# Frontpanel mit Power On/Reset



## Commander93 (13. Mai 2014)

Hallo ich bräuchte ein günstiges Frontpanel mit einem Power On Taster und einen Reset Taster, fals ihr so welche kennt gebt mir bitte bescheid. 
Einzige Plichtsachen sind 2 USB 3.0 und die erwähnten Taster mehr nicht. 
Brauchs für mein Projekt.

Mfg Commander93


----------



## SofaSurfer69 (14. Mai 2014)

Guckst du hier: Caseking.de » Gehäuse » Lian Li » Lian Li - Zubehör » Multimedia Panel » Lian Li BZ-U08B Multi-Panel USB 3.0 - schwarz


----------



## Commander93 (14. Mai 2014)

Vielen Dank


----------



## Dr Bakterius (14. Mai 2014)

Hier weiter unten gäbe fast alles


----------



## Abductee (14. Mai 2014)

Ich würd auf einen Reset-Taster verzichten, der macht keinen Sinn.
Durch längeres drücken auf den On/Off hat man genau so einen Reset.


----------



## fxler (14. Mai 2014)

Abductee schrieb:


> Ich würd auf einen Reset-Taster verzichten, der macht keinen Sinn.
> Durch längeres drücken auf den On/Off hat man genau so einen Reset.



Auf Jahre gesehen erhöht deine Weise,  den Verschleiß der Festplatte, denn bei deiner Art schaltet man den PC gewaltsam komplett aus,  somit auch den Lesekopf,  der jedesmal in die Parksituation geht, und sofort wieder raus muss, wenn man den PC danach wieder einschaltet.  Das hat man bei einem Reset Knopf nicht. 
Wie gesagt auf Jahre gesehen halt.


----------



## Abductee (14. Mai 2014)

Es geht um die Einsparung des Reset-Knopfes, nicht darum den Rechner jedesmal damit auszuschalten.


----------



## Commander93 (14. Mai 2014)

Abductee schrieb:


> Ich würd auf einen Reset-Taster verzichten, der macht keinen Sinn.
> Durch längeres drücken auf den On/Off hat man genau so einen Reset.


 
Welches Panel würdest du dann empfehlen?

Hab mir das angeschaut was mir ja volkommen reicht:

Den Reset Taster kann ich ja genauso als Power Taster hernehmen.

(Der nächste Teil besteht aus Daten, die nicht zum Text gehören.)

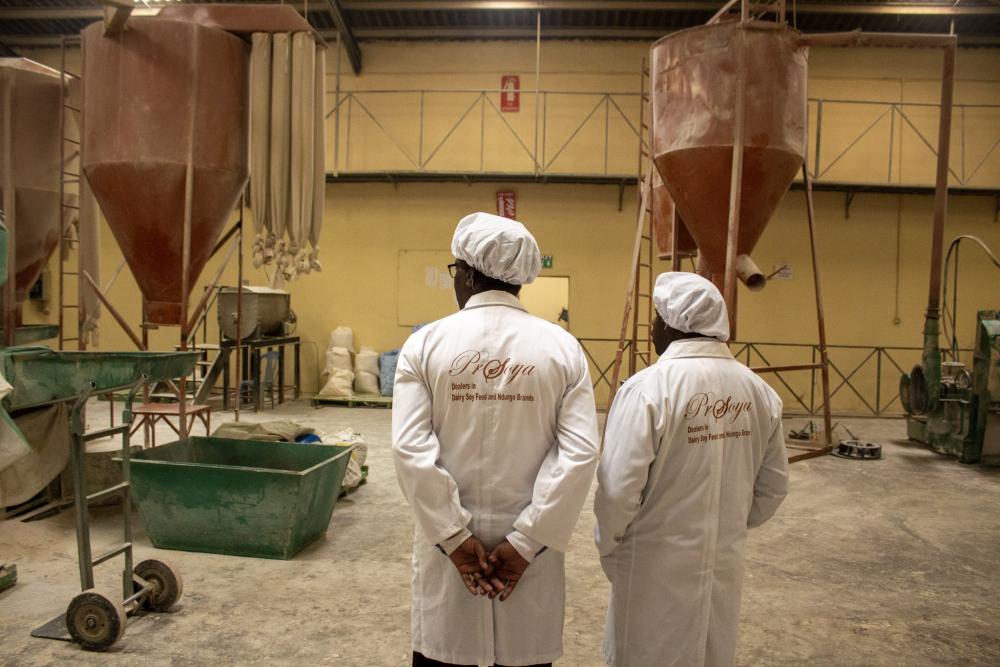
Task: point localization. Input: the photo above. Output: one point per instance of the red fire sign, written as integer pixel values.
(507, 204)
(510, 93)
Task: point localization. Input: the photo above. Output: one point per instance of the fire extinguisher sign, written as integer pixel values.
(507, 205)
(510, 93)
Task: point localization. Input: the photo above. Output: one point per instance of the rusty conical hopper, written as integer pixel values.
(31, 92)
(664, 215)
(694, 96)
(156, 94)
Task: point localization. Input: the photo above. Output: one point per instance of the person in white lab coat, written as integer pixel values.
(494, 438)
(694, 456)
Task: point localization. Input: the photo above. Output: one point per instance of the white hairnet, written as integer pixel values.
(687, 302)
(498, 247)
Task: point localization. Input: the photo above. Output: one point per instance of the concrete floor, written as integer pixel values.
(886, 562)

Zalman Z9 USB 3.0 Kit Komplett-PC Zubehör schwarz von Zalman http://www.amazon.de/dp/B00BCFVT70/ref=cm_sw_r_udp_awd_z51Ctb1VMZ8FV


----------



## Abductee (14. Mai 2014)

Ich würd so was nehmen:
Caseking.de » Modding » Gehäuse-Modding » Schalter & Taster » DimasTech Vandalismusschalter/-taster 16mm - Silverline - blau
Caseking.de » Modding » Gehäuse-Modding » Schalter & Taster » DimasTech Verbindungskabel für Schalter/Taster - 600mm


----------